World Bank Group (WBG)
World Bank Group (WBG)
Description of Activities on AI
Project 1: Creating Global Public Goods – Famine Action Mechanism (FAM)
Continue leveraging the Famine Early Action Mechanism (FAM), a joint WBG-UN initiative, engaged in partnerships with global technology firms such as Amazon, Google, and Microsoft, as well as such data providers and technology experts to, support the development of AI/Machine Learning driven models predicting probabilities of food crisis. FAM illustrates the World Bank’s efforts to promote a preventative and preparedness approach to crises and is a concrete application of the Global Crisis Risk Platform (GCRP). The FAM also represents the deepening of partnerships across the humanitarian and development communities to address the most complex, multi-dimensional challenges of extreme poverty.
Work with the UN family to operationalize the Principles of Trustworthy AI by re-imagining the Health sector (ITU), focusing on AI Ethics and Humanity (UNESCO), and leveraging data and AI for insights on effective COVID-19 response (UN Global Pulse and WHO).
Participate actively in the Experts Group of the OECD AI Policy Observatory that aims to help countries enable, nurture and monitor the responsible development of trustworthy AI.
Project 2: Developing Knowledge and Policies
This year, the World Bank teams have actively looked at operationalizing the principles for trustworthy AI adoption and use by:
- Developing a policy-making guide for developing countries by examining new policy and regulatory pathways for harnessing AI to meet human and economic development objectives in developing countries and emerging economies by (1) analyzing emerging practices in the AI policymaking landscape globally, including developing countries, (2) identifying upsides and opportunities for development as well as downside risks such as inequality, threats to employment, privacy, security, and inclusion and human dignity), and (3) synthesizing these inputs into an actionable enabling policy making framework.
- Focusing on AI use in specific development sectors such as the preparation of a new GovTech report on ‘AI in Public Sector: Maximizing Opportunities, Minimizing Risks’. This report covers the ethical principles, opportunities and use cases of AI in the public sector.

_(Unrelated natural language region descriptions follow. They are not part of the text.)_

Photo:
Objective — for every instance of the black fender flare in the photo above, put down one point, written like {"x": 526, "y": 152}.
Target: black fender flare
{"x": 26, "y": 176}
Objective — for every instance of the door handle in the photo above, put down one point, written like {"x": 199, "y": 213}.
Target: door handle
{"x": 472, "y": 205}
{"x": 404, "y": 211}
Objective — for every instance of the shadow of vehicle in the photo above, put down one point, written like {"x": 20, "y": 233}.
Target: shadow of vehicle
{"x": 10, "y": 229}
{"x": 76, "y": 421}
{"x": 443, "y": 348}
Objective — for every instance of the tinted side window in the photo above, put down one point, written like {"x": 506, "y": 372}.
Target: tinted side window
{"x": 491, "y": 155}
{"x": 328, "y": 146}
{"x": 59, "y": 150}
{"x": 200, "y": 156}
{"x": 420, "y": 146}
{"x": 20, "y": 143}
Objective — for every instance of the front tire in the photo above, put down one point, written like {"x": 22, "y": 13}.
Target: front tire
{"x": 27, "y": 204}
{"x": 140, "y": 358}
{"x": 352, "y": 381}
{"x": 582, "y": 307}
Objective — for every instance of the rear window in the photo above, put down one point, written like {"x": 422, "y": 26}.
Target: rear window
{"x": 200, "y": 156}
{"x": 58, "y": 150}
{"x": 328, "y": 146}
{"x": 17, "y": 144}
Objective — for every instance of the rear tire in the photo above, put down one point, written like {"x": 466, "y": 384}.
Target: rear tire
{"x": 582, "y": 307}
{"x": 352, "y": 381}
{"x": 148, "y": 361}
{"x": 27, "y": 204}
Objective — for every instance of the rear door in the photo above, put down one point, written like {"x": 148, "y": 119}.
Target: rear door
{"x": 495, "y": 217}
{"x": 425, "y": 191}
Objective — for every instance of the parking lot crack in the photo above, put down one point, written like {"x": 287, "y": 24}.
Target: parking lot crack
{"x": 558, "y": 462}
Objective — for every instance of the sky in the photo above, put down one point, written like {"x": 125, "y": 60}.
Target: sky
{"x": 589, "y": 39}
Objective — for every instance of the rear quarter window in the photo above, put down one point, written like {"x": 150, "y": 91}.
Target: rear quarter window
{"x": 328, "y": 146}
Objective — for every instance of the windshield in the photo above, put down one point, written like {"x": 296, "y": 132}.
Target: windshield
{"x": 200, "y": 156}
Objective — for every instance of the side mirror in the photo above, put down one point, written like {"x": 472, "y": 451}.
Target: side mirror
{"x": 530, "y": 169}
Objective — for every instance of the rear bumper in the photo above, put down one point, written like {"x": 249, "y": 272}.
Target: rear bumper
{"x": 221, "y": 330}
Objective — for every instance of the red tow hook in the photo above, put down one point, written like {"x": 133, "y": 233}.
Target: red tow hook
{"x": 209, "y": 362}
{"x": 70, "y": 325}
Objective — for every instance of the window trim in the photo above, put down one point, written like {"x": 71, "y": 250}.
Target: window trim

Also, there is an on-going work on Inclusive and Open AI for Human Capital that looks at AI use in education, health and social protection, to accelerate development and adoption and minimize risks.
- The International Finance Cooperation (IFC) has also prepared a series of analytical briefings to guide investments in emerging markets. The emphasis is on fostering innovations as well as eliminating obstacles to using and to the adoption of promising new technologies, i.e., AI. This series includes a focus on AI use in selected industries such as Agribusiness, Financial Services, Power sector, as well as safer, cleaner and more reliable Transport.
Project 3: Piloting AI in World Bank operations
The World Bank Group’s Technology & Innovation Lab serves as a knowledge and advisory hub around emerging technologies. The Lab explores and provides technology advice on emerging technologies’ potential for innovative problem-solving, and operationalization approaches in both WBG internal and external operations. The Lab has partnered with WBG teams across various sectors to solve development challenges by applying user-centric design and technology foresight, and through prototyping and exploration with AI capabilities [e.g., machine learning (ML), neural networks, natural language processing (NLP), assistive technologies (chatbots), etc.].
Challenges and Opportunities
- Data Privacy & Security: The reliance on data prompts the WBG to engage externally and obliges internally strict guidelines on data privacy, in addition to adhering to global standards of data privacy such as EU’s GDPR
- Data Scarcity: Lack of standardized datasets and thus volume requires data scientist to use new methodologies to attain enough data, these include: Supervised learning, Active Learning, and Transfer Learning methodologies
- Algorithm Bias: Biased datasets generate biased outputs. Human interaction to minimize outliers in datasets can minimize their influence, however, can be time consuming.
- Increased Demand: The COVID crisis has propelled digital transformation and create an increased demand from WBG client countries to gain a better understanding of key policy elements to enable AI adoption and expand AI-enhanced development opportunities.
- Internal Capabilities: WBG teams are steadfast to test theories, experiment usages and build evidence on harnessing AI for development.
- Trustworthy AI: The WBG teams are promoting the experimentation and implementation of responsible AI use. WBG will engage with policy makers around the world to build evidence towards a future with AI at the forefront of achieving SDGs.